Clinical and pathological characterization of tebentafusp-associated skin toxicity: A cohort study with 33 patients

Abstract

Background: Tebentafusp is a novel treatment for patients with metastatic uveal melanoma and often causes cutaneous side effects.

Objectives: The aim of this study was to better characterize these heterogenous cutaneous side effects.

Methods: This prospective cohort study evaluated all patients from a tertiary hospital center who were treated with tebentafusp between January 2019 and June 2023 clinically and assessed skin biopsies histologically.

Results: In total, 33 patients were analyzed. Skin toxicity was observed in 78.8% of patients and was classified into 5 clinical categories: (1) symmetrical erythematous patches (83.8%), (2) hemorrhagic macules (11.8%), (3) urticarial lesions (7.4%), (4) bullous lesions (1.5%), and (5) skin (8.5%) and hair depigmentation (11.4%). Histopathologic features were focal lymphocytic interface dermatitis with epidermal infiltration of CD8-positive lymphocytes. Patients with skin reactions had a significantly longer median overall survival compared to patients without any cutaneous events (34 versus 4 months, P < .001).

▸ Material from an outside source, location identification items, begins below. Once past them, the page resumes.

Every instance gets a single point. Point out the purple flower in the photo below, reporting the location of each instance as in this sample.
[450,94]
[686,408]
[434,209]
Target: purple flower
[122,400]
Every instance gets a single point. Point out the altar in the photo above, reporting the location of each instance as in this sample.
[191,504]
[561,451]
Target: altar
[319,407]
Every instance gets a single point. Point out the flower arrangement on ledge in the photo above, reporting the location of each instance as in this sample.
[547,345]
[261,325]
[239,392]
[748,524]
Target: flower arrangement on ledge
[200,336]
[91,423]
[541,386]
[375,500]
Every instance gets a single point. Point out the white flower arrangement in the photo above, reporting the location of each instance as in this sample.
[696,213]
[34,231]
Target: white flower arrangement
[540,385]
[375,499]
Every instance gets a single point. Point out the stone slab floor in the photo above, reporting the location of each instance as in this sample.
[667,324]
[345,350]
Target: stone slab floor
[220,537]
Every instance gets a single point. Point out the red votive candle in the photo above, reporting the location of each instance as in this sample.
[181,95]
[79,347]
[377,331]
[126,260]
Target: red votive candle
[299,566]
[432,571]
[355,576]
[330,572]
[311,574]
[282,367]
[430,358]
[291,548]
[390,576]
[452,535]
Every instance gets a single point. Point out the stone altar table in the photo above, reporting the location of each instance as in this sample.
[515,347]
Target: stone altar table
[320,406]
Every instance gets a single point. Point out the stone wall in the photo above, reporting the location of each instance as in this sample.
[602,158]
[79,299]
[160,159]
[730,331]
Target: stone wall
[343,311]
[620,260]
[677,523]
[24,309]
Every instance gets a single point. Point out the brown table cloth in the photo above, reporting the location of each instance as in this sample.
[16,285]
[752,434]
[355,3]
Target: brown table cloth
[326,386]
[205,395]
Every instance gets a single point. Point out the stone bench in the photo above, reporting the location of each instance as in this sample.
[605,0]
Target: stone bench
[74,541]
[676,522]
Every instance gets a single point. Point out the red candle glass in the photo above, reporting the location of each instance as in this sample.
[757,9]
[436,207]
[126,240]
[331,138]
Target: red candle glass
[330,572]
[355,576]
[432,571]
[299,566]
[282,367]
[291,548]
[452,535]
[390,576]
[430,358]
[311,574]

Limitation: Monocentric study with a limited number of patients.

Conclusion: Tebentafusp frequently induces cutaneous reactions. Pathogenesis is likely due to binding of tebentafusp to stimulated melanocytes in the skin, followed by infiltration and activation of lymphocytes. Development of treatment-induced skin reactions may be associated with survival benefits.

Keywords: drug-associated rash; exanthema; gp100; rash; tebentafusp; uveal melanoma.